Sappho Through Their Eyes: Time and Materiality in Michael Field’s Long Ago


I give this June day to Ms. Gordon Bottomley the inside of this book.” - Michael Field, June 5, 1908.

When you open up this copy of Long Ago (1897), housed at the University of Victoria’s Special Collections, you will find two material features added by the book’s authors: an inscription written and dated by the authors and a single pressed flower secured to the next page with three pieces of tape (see Botanical Insertion). These fascinating details are absent from other copies of this book (for instance, this digitized version from Google Books) and demonstrate the importance of materiality, time, and book history to this text. This particular edition was published in 1897 in a print run of 925 copies, a relatively small number and yet still far greater than the original publication. Field published the first edition of Long Ago in 1889 with publisher George Bell and Sons with only 100 copies produced in total. Yet even in such a small print run, this copy of Long Ago is unique because of its physical features. Field’s inscription, shown on the left, emphasizes the materiality of the book, encapsulating the essence of “this June day” within its pages—presumably referencing the flower secured to the next page, but perhaps also the words within the book. What, then, can this book tell us about time, materiality, and Victorian culture? This exhibit seeks to answer this question by exploring the relationship between the book’s physical traces, sapphic lyrics, and provenance and production.

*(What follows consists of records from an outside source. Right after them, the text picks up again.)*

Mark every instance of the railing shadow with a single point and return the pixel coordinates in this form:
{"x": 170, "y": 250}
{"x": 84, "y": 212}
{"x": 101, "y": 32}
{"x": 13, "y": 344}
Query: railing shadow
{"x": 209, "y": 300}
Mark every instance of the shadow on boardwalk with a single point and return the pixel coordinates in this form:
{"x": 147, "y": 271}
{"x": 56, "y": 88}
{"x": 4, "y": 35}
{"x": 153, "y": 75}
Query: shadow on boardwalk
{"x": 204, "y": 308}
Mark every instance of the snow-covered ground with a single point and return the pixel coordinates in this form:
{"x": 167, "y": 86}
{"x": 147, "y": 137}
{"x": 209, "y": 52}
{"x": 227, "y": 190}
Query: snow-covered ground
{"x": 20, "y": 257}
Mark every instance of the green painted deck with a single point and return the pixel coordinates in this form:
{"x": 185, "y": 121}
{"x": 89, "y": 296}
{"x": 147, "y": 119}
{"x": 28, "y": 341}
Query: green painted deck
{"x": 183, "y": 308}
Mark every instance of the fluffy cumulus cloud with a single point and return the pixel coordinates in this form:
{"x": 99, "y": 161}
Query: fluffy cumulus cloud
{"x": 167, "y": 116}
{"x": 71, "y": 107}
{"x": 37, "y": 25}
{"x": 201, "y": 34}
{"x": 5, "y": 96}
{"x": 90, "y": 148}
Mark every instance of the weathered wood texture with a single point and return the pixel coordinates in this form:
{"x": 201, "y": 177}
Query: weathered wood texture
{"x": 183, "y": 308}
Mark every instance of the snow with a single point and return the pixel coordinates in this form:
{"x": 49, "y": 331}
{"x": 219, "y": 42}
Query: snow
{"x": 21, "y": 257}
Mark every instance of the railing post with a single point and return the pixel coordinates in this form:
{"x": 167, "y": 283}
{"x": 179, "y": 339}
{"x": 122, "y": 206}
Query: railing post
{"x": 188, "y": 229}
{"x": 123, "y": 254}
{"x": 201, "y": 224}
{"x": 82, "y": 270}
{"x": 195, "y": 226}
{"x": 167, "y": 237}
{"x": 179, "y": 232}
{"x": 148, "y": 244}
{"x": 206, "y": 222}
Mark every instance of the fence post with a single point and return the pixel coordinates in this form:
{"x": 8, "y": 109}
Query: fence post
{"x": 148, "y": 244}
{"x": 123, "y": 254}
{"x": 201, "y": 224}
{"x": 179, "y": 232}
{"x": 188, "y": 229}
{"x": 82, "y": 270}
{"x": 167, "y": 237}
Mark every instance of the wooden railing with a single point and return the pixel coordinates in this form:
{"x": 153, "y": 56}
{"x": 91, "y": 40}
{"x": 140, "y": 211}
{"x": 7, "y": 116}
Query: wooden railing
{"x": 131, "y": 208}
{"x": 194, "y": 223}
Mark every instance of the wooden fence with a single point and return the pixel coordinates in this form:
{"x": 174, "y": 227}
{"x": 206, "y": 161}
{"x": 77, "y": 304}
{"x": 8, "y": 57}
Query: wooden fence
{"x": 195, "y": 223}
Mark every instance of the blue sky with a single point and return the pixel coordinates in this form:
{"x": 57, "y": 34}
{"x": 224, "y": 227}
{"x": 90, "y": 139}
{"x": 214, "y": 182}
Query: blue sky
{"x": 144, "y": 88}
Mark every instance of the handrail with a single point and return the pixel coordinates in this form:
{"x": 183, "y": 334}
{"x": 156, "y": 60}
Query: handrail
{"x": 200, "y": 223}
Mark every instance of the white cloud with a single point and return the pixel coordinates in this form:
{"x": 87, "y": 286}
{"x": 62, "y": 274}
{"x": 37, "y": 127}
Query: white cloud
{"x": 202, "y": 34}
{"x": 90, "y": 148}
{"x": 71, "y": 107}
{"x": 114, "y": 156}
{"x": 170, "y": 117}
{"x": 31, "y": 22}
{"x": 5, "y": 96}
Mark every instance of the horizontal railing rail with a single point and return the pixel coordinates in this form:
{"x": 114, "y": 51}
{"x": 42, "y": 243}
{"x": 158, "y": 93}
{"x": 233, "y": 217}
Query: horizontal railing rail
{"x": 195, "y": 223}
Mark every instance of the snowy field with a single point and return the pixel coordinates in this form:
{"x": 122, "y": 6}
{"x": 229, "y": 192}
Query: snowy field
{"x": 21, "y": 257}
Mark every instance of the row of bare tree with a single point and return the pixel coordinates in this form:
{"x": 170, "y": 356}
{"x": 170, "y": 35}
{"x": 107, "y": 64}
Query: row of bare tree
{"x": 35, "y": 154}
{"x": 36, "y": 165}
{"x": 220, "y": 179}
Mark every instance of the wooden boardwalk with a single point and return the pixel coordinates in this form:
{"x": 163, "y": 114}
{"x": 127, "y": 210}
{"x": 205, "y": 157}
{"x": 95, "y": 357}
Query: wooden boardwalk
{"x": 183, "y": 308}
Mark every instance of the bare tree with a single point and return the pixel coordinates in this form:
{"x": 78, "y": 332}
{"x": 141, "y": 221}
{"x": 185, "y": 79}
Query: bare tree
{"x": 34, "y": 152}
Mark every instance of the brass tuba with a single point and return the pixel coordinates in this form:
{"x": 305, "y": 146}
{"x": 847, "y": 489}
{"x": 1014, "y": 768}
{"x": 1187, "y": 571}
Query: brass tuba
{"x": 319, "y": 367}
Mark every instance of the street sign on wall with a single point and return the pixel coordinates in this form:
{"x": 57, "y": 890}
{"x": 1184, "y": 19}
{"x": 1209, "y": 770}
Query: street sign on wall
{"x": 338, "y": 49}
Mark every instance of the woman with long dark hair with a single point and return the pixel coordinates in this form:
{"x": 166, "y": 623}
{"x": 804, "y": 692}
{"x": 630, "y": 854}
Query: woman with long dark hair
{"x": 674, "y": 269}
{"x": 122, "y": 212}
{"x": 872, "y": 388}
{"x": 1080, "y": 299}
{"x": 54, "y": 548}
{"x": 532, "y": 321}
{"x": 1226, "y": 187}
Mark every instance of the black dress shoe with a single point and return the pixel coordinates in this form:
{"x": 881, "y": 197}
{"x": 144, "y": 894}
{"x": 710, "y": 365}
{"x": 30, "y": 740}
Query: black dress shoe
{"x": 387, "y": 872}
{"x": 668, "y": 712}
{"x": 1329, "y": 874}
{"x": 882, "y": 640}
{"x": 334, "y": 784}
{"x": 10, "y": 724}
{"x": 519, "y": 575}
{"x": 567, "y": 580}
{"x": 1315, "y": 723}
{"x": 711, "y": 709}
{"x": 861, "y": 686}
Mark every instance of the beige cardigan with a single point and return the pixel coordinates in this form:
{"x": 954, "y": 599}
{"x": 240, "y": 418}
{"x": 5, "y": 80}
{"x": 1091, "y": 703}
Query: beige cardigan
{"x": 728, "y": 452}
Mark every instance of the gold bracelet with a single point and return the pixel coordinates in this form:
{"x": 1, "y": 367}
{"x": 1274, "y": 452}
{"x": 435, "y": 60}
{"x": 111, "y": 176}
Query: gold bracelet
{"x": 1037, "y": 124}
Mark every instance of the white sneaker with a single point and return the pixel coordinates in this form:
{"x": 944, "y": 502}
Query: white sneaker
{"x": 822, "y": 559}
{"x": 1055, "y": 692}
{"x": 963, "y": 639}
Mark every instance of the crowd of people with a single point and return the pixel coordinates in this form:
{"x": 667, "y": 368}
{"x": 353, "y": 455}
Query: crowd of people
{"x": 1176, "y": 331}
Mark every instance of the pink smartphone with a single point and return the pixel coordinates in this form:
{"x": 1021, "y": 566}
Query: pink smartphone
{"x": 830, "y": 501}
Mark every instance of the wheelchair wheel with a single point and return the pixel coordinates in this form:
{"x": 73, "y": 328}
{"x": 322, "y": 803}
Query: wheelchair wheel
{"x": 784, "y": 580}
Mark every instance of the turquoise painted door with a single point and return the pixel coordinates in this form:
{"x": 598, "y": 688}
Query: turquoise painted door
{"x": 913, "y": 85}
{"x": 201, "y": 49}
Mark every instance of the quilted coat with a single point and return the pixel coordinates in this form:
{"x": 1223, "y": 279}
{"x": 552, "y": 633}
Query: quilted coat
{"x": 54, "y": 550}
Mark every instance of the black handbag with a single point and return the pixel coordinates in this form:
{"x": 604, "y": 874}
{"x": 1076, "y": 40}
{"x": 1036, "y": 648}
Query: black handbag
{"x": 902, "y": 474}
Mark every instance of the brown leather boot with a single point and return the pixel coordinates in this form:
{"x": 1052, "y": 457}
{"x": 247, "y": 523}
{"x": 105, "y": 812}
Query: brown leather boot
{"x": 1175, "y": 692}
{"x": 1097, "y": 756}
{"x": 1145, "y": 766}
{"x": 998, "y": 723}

Long Ago is a collection of poems—the first poetry collection published by Michael Field—based on a translation of poetic fragments by ancient Greek poet Sappho by Henry Thornton Wharton in 1885. As such, this book is concerned with issues about translation, transformation, and time as mediated through art and writing and the Fields' own experience as dual authors navigating an extremely unconventional queer relationship. Michael Field is the pseudonym for Katherine Harris Bradley and Edith Emma Cooper, an aunt and niece who considered themselves to be married and co-wrote verse and prose under the pseudonym Michael Field. Sappho, writing around the sixth and seventh centuries BCE (precise dates unknown), survives only through fragments of her poetry that have been translated and re-translated throughout centuries. There was a resurgence of her popularity in the late nineteenth century when Field was writing. Indeed, Henry Thornton Wharton published Sappho: Memoir, Text, Selected Renderings and a Literal Translation in 1885 and the book was popular enough to merit multiple reprintings into the early twentieth century (it was reprinted in 1887, 1895, 1898, and 1907). It is Wharton’s translation on which Field bases their imitations of Sappho, using what Wharton suggests is literal translation in the book's title (see “Note” [n. p.] at the end of the digitized PDF of Long Ago). This project seeks to illuminate the complexities of translation and transformation, queer identity, and time through the unique material and textual details of UVic’s copy and posits that the material details within this copy emphasize and sentimentalize the passage of time through transformation and transfiguration.

Portrait of Katherine Harris Bradley (left) and Edith Emma Cooper (right)

Katherine Harris Bradley and Edith Emma Cooper are pictured on the left. Under the joint name Michael Field, they wrote plays, poetry, and also co-wrote in their journal Works and Days. Throughout this exhibit, I will refer to Bradley and Cooper as authors of this book using the name Michael Field with third-person pronouns (they/them) to acknowledge their duality as co-authors of this book. However, I will also refer to them with their own names when discussing them individually. My rationale for doing so is that they regarded themselves as unified under the name “Michael Field” and used the pseudonym not only as a pen name for publishing but also in their personal lives: Katherine’s nickname was Michael while Edith’s was Field, and the two sometimes used these nicknames in their personal correspondence. Moreover, their friends often referred to them as “the Michaels” or “the Fields.”

This exhibit will not provide extensive biographical information about Bradley and Cooper, but there is a growing amount of research and publications about them. If you are interested in learning more about them, I recommend Emma Donoghue’s We Are Michael Field (2014), Marion Thain and Ana Vadillo’s Michael Field: The Poet (2009), Mary Sturgeon’s Michael Field (1921), and the above mentioned Michael Field Diaries project.